November 9, 2018 - While flu season is often characterized as ‘predictably unpredictable,’ one of the most common questions leading up to the season each year is not unpredictable – how bad will this flu season be?
From a public health preparedness messaging standpoint, this question can be frustrating. It allows, however unfairly, for the interpretation that this flu season may not be bad, or not as bad. I understand the motivations behind messaging like this – by posing a question, an outlet can hook readers and draw them in. But in this context – one in which public health is at a stake and there is a clear objective – messaging must focus on the action people need to take to the exclusion of all else, particularly when there is a window of time for that action, as there is with flu vaccinations.
After last year’s flu season – the deadliest in decades, responsible for 79,000 deaths and 960,000 hospitalized in the US – our time is better and more meaningfully spent on encouraging people to get vaccinated early, or before they get sick, rather than musing if this season will ‘be bad,’ or ‘worse than last season.’ Overly comparing flu seasons’ impact(s) can stray from the larger message that getting a vaccine every year is important, regardless of other factors. It should be an annual muscle memory exercise.

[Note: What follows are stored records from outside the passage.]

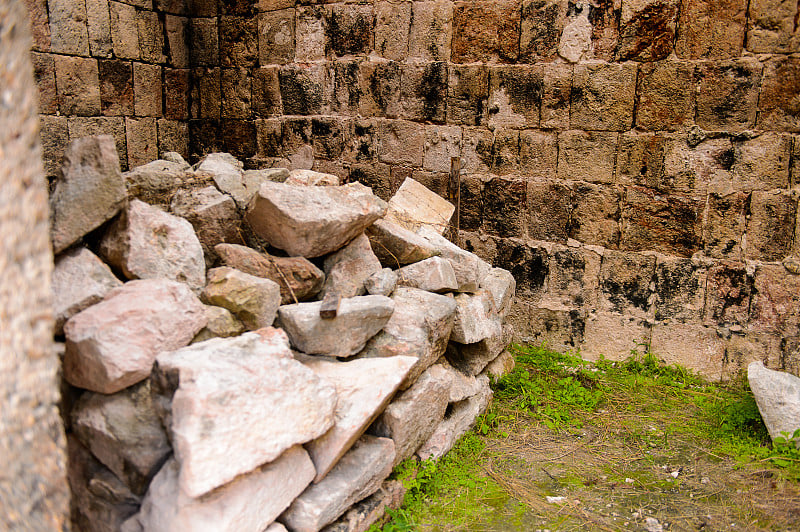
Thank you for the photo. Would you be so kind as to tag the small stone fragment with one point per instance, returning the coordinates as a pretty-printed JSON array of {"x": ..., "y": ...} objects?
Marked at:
[
  {"x": 148, "y": 243},
  {"x": 357, "y": 475},
  {"x": 434, "y": 275},
  {"x": 254, "y": 300},
  {"x": 80, "y": 280},
  {"x": 232, "y": 404},
  {"x": 358, "y": 320},
  {"x": 112, "y": 345},
  {"x": 89, "y": 192},
  {"x": 312, "y": 221}
]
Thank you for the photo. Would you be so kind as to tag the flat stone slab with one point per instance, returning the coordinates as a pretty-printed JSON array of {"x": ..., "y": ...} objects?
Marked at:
[
  {"x": 148, "y": 243},
  {"x": 414, "y": 206},
  {"x": 253, "y": 300},
  {"x": 89, "y": 192},
  {"x": 358, "y": 475},
  {"x": 395, "y": 246},
  {"x": 363, "y": 388},
  {"x": 296, "y": 276},
  {"x": 248, "y": 504},
  {"x": 357, "y": 320},
  {"x": 112, "y": 345},
  {"x": 312, "y": 221},
  {"x": 232, "y": 404},
  {"x": 80, "y": 279}
]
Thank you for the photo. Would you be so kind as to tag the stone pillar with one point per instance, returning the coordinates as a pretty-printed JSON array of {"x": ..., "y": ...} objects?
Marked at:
[{"x": 33, "y": 488}]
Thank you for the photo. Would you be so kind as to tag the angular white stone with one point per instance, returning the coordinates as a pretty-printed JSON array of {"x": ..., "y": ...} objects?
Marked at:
[
  {"x": 80, "y": 280},
  {"x": 312, "y": 221},
  {"x": 232, "y": 404},
  {"x": 347, "y": 270},
  {"x": 112, "y": 345},
  {"x": 363, "y": 388},
  {"x": 254, "y": 300},
  {"x": 247, "y": 504},
  {"x": 419, "y": 328},
  {"x": 357, "y": 320},
  {"x": 778, "y": 397},
  {"x": 434, "y": 275},
  {"x": 414, "y": 206},
  {"x": 148, "y": 243},
  {"x": 411, "y": 418},
  {"x": 357, "y": 475}
]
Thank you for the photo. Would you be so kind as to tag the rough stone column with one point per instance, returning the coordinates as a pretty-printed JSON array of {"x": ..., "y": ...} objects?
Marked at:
[{"x": 33, "y": 488}]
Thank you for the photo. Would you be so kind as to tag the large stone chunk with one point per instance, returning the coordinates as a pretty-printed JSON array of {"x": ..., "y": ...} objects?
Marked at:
[
  {"x": 412, "y": 417},
  {"x": 357, "y": 320},
  {"x": 124, "y": 432},
  {"x": 778, "y": 397},
  {"x": 312, "y": 221},
  {"x": 232, "y": 404},
  {"x": 248, "y": 504},
  {"x": 419, "y": 327},
  {"x": 254, "y": 300},
  {"x": 469, "y": 267},
  {"x": 347, "y": 270},
  {"x": 80, "y": 280},
  {"x": 147, "y": 243},
  {"x": 294, "y": 275},
  {"x": 357, "y": 475},
  {"x": 394, "y": 245},
  {"x": 363, "y": 388},
  {"x": 112, "y": 345},
  {"x": 414, "y": 206},
  {"x": 89, "y": 192}
]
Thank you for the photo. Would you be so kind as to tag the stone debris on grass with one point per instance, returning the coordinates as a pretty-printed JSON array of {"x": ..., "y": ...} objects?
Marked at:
[
  {"x": 358, "y": 475},
  {"x": 80, "y": 279},
  {"x": 232, "y": 404},
  {"x": 363, "y": 389},
  {"x": 296, "y": 276},
  {"x": 312, "y": 221},
  {"x": 253, "y": 300},
  {"x": 357, "y": 320},
  {"x": 112, "y": 345},
  {"x": 148, "y": 243}
]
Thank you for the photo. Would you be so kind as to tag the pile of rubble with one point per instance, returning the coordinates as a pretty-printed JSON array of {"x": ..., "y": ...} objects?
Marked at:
[{"x": 332, "y": 336}]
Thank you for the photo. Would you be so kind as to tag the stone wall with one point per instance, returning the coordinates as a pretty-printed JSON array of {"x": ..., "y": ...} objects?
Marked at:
[{"x": 33, "y": 489}]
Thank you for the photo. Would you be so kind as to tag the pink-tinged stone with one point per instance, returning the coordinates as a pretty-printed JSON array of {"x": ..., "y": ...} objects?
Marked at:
[
  {"x": 233, "y": 404},
  {"x": 89, "y": 192},
  {"x": 358, "y": 475},
  {"x": 363, "y": 388},
  {"x": 112, "y": 345},
  {"x": 80, "y": 280},
  {"x": 312, "y": 221},
  {"x": 148, "y": 243},
  {"x": 248, "y": 504}
]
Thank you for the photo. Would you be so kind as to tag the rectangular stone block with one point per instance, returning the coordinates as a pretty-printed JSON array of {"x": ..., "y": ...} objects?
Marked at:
[
  {"x": 670, "y": 223},
  {"x": 392, "y": 27},
  {"x": 78, "y": 85},
  {"x": 68, "y": 33},
  {"x": 431, "y": 30},
  {"x": 147, "y": 89},
  {"x": 602, "y": 96},
  {"x": 666, "y": 92},
  {"x": 124, "y": 30},
  {"x": 486, "y": 31},
  {"x": 777, "y": 106},
  {"x": 587, "y": 155},
  {"x": 423, "y": 92},
  {"x": 728, "y": 94},
  {"x": 276, "y": 37}
]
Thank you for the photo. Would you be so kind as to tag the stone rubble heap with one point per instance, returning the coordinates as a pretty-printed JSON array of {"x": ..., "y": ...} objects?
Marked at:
[{"x": 214, "y": 386}]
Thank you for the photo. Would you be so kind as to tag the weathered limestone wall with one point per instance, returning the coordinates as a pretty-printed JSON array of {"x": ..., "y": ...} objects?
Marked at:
[{"x": 33, "y": 490}]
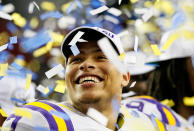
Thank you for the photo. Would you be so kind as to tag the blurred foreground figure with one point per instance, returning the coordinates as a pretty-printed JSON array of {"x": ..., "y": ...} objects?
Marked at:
[
  {"x": 95, "y": 76},
  {"x": 13, "y": 93}
]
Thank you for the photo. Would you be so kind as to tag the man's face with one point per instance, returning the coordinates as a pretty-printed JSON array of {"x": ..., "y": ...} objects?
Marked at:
[{"x": 90, "y": 77}]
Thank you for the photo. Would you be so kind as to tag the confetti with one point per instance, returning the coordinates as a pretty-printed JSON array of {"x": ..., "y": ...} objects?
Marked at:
[
  {"x": 133, "y": 84},
  {"x": 19, "y": 20},
  {"x": 55, "y": 70},
  {"x": 52, "y": 14},
  {"x": 111, "y": 54},
  {"x": 114, "y": 11},
  {"x": 60, "y": 86},
  {"x": 60, "y": 114},
  {"x": 75, "y": 50},
  {"x": 168, "y": 102},
  {"x": 3, "y": 47},
  {"x": 16, "y": 66},
  {"x": 36, "y": 5},
  {"x": 99, "y": 10},
  {"x": 22, "y": 112},
  {"x": 76, "y": 38},
  {"x": 28, "y": 81},
  {"x": 170, "y": 41},
  {"x": 2, "y": 112},
  {"x": 17, "y": 100},
  {"x": 5, "y": 128},
  {"x": 111, "y": 19},
  {"x": 96, "y": 115},
  {"x": 126, "y": 113},
  {"x": 136, "y": 44},
  {"x": 155, "y": 49},
  {"x": 13, "y": 40},
  {"x": 8, "y": 8},
  {"x": 119, "y": 2},
  {"x": 31, "y": 8},
  {"x": 5, "y": 16},
  {"x": 3, "y": 69},
  {"x": 188, "y": 101}
]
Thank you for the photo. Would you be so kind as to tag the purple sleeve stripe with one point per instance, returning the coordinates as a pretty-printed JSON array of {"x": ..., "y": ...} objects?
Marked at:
[
  {"x": 51, "y": 121},
  {"x": 159, "y": 105},
  {"x": 57, "y": 108}
]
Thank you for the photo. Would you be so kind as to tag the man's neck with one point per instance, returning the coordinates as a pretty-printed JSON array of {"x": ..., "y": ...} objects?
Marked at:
[{"x": 105, "y": 108}]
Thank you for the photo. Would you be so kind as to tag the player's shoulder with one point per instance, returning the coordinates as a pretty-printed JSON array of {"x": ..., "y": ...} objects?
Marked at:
[{"x": 44, "y": 115}]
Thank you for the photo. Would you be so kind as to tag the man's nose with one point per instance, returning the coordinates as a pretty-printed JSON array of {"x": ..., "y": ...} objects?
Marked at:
[{"x": 87, "y": 65}]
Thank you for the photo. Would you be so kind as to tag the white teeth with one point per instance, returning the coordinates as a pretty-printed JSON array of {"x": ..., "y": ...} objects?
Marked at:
[{"x": 91, "y": 79}]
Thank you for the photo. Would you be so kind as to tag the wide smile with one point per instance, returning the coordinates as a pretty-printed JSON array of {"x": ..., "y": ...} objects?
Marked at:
[{"x": 88, "y": 79}]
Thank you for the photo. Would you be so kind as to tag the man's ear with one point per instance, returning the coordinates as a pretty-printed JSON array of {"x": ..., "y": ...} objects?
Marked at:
[{"x": 126, "y": 79}]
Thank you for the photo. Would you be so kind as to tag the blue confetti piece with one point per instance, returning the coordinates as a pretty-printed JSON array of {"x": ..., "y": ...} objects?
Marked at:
[
  {"x": 60, "y": 114},
  {"x": 74, "y": 50},
  {"x": 18, "y": 100},
  {"x": 10, "y": 46},
  {"x": 78, "y": 3},
  {"x": 17, "y": 66},
  {"x": 116, "y": 125},
  {"x": 13, "y": 40},
  {"x": 11, "y": 27},
  {"x": 178, "y": 19},
  {"x": 41, "y": 38},
  {"x": 134, "y": 113},
  {"x": 53, "y": 14},
  {"x": 70, "y": 8},
  {"x": 1, "y": 77}
]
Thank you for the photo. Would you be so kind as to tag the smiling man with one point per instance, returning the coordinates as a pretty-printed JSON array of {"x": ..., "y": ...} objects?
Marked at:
[{"x": 94, "y": 82}]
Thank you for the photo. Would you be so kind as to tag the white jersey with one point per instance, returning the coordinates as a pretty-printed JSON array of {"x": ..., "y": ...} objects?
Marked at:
[{"x": 43, "y": 120}]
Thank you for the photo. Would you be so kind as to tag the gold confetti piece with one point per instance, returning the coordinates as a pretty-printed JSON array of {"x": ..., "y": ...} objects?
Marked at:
[
  {"x": 155, "y": 49},
  {"x": 3, "y": 69},
  {"x": 56, "y": 37},
  {"x": 34, "y": 22},
  {"x": 20, "y": 62},
  {"x": 170, "y": 41},
  {"x": 126, "y": 113},
  {"x": 5, "y": 128},
  {"x": 18, "y": 19},
  {"x": 134, "y": 1},
  {"x": 122, "y": 56},
  {"x": 188, "y": 101},
  {"x": 22, "y": 112},
  {"x": 3, "y": 113},
  {"x": 65, "y": 6},
  {"x": 60, "y": 86},
  {"x": 48, "y": 6},
  {"x": 28, "y": 82},
  {"x": 188, "y": 34},
  {"x": 168, "y": 102}
]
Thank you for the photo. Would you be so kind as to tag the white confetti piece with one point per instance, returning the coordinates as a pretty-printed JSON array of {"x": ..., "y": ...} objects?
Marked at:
[
  {"x": 5, "y": 16},
  {"x": 99, "y": 10},
  {"x": 120, "y": 2},
  {"x": 3, "y": 47},
  {"x": 8, "y": 8},
  {"x": 133, "y": 84},
  {"x": 76, "y": 38},
  {"x": 36, "y": 5},
  {"x": 31, "y": 7},
  {"x": 136, "y": 44},
  {"x": 55, "y": 70},
  {"x": 96, "y": 115},
  {"x": 111, "y": 54},
  {"x": 114, "y": 11}
]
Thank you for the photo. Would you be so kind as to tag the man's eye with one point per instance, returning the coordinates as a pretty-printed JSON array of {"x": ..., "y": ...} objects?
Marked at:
[{"x": 101, "y": 57}]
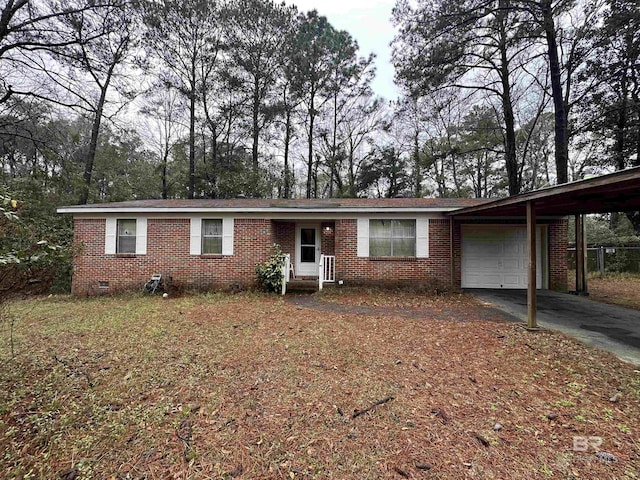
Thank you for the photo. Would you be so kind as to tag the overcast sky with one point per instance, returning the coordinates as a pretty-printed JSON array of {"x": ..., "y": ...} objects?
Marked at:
[{"x": 369, "y": 22}]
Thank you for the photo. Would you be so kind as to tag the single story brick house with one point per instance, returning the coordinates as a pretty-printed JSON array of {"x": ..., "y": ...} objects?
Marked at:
[{"x": 217, "y": 243}]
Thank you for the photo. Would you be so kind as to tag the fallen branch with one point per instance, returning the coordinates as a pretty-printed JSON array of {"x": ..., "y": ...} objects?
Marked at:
[{"x": 357, "y": 413}]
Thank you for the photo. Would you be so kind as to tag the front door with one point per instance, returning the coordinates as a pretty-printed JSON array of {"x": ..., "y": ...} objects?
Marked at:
[{"x": 307, "y": 250}]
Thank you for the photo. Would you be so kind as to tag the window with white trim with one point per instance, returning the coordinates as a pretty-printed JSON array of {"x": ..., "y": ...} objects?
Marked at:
[
  {"x": 392, "y": 238},
  {"x": 126, "y": 236},
  {"x": 212, "y": 236}
]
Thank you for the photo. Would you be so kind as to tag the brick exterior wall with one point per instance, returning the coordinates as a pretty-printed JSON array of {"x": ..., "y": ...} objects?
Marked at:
[
  {"x": 355, "y": 270},
  {"x": 557, "y": 257},
  {"x": 168, "y": 254}
]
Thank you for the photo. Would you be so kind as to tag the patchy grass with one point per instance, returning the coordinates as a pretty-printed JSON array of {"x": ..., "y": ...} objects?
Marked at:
[
  {"x": 253, "y": 387},
  {"x": 614, "y": 288}
]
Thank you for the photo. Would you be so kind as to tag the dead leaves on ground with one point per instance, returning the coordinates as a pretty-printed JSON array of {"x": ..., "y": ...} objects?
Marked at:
[{"x": 252, "y": 387}]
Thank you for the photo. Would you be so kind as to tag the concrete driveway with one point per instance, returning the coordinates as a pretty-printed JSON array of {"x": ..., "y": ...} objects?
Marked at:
[{"x": 612, "y": 328}]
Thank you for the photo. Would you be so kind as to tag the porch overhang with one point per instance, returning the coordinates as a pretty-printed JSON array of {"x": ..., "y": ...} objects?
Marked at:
[{"x": 615, "y": 192}]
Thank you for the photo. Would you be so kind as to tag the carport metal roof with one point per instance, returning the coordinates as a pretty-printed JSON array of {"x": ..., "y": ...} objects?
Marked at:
[{"x": 615, "y": 192}]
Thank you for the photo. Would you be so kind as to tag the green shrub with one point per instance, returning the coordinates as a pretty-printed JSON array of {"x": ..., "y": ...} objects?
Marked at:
[{"x": 270, "y": 272}]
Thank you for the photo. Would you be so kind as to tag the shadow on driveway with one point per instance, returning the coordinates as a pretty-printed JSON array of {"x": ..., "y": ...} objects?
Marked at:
[{"x": 610, "y": 327}]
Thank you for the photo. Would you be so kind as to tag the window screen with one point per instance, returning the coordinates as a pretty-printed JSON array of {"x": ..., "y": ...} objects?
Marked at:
[
  {"x": 212, "y": 236},
  {"x": 126, "y": 236},
  {"x": 392, "y": 238}
]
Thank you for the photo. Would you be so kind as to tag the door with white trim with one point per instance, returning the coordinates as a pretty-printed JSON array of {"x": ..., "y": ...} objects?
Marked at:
[
  {"x": 307, "y": 249},
  {"x": 496, "y": 257}
]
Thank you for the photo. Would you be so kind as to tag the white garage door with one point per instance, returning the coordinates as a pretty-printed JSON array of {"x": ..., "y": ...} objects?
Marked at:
[{"x": 496, "y": 257}]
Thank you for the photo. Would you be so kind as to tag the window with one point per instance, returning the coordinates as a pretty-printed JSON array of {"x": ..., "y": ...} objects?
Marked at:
[
  {"x": 212, "y": 237},
  {"x": 126, "y": 240},
  {"x": 392, "y": 238}
]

Another predictable aspect of flu season is the pressure it puts on healthcare and public health infrastructure. More aggressive strains of the virus can contribute to the amount of pressure on healthcare and public health infrastructure face. Last year’s devastating flu season was a convergence of events which contributed to an especially deadly season, as it saw the lowest rate of adults vaccinated in seven years (fewer than 40%), and a particularly aggressive strain of virus. Accordingly, we saw healthcare systems strained during peak flu season. On top of these events, healthcare providers were providing care for patients amidst medical product shortages last year. Poignant case studies and lessons learned from last year are being used by public health partners to drive vaccination campaigns and efforts to improve partnerships.
We cannot influence or foresee which strain of flu will be dominant each year. For this reason, vaccine manufacturers work diligently to develop a vaccine each year that protects against the most likely virus strains. Manufacturers additionally continue to innovate in vaccine technology, such as with cell-based vaccines and even personalized vaccines someday.
We can, however, seek to influence vaccination rates through thoughtful and pointed public health messaging. And when, at the end of the day, you’re looking to encourage people to get a shot, it’s important to focus on the foundational benefit to them and to society, and stay on that message. Lessons learned from last year can – and are – improving how we spread these messages.
While we’re in the early stages of flu season, with time left to get a vaccine, it’s valuable want to reiterate and emphasize the bottom line reasons and benefits to get a vaccine, no matter the year or virus strain.